Eve was in a unique place; her choice opens the Age of Accountability. It also opens up possibilities for the rest of us when we read the story. Because of that story we have the commandment not to partake of Forbidden Fruit and we’ve also got Eve’s choice to partake laid out next to the commandment, and that’s a gift. But back to our original question: What did Eve get out of eating the Fruit of the Tree of the Knowledge of Good and Evil? Well, one could say she got free will, the first of its kind and a big payoff, indeed. Intelligence being tied inseparably to active free will, she experienced those first stirrings of progressive intelligence as she chose from among possibilities, became aware of the consequences of her actions, saw new possibilities, and chose from among those. It appears that Adam gained human agency as a result of Eve’s initiation of the physics, chemistry, and biology of choice in this world.
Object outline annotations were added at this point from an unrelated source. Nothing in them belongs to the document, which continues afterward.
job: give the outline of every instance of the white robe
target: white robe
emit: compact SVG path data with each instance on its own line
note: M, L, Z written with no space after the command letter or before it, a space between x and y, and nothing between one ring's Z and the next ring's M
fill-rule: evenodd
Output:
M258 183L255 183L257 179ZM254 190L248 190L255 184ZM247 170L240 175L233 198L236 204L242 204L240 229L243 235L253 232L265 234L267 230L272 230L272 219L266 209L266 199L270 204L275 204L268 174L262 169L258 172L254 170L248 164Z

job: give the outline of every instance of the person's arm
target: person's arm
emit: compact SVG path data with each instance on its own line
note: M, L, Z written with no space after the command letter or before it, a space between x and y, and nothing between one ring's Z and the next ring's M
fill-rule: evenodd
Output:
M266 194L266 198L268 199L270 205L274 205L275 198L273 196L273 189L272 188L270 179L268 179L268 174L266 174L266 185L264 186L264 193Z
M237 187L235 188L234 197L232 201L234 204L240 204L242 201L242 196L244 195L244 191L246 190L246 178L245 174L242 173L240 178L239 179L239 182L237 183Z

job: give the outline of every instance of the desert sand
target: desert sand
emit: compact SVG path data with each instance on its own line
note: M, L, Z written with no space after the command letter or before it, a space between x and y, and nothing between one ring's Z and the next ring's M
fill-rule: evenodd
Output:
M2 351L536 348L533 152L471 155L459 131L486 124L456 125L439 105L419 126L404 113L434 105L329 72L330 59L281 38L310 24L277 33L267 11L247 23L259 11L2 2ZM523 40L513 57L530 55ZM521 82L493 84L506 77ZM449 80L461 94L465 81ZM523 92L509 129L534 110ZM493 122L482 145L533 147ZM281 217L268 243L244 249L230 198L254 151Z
Just for fun, let’s take this a step farther: Eve’s choice in the story of the Garden of Eden suggests human free will is feminine domain, and recent genetic research suggests this domain extends to the genetic level, since newly developed gene maps lay out clear genetic female paths but not clear male ones, indicating at this point in the research matriachal control of the genetic momentum of the human race. Then there exist all the cultural cliches about women, such as “It’s a woman prerogative to change her mind,” an idea published throughout the globe, such as here, in Pope’s “Moral Essays”: “Ladies, like variegated tulips, show/’Tis to their changes half their charms we owe.” In the Pro-Choice philosophy, femimine control of the genetic momentum of the human race collides with the folk-whimsey that “By an unwritten law it is held to be the priviledge of the woman to change her mind, a licence of which she rarely fails to avail herself” to produce the assertion, “It’s my body, I can do with it what I choose.” A double-edged philosophy–one reflective of Eve’s act in the garden, but perhaps as mirror image. And like Eve’s role in the Fall it requires further scrutiny not only of the choices it offers, but of how consequences of such choices play out for the rest of us.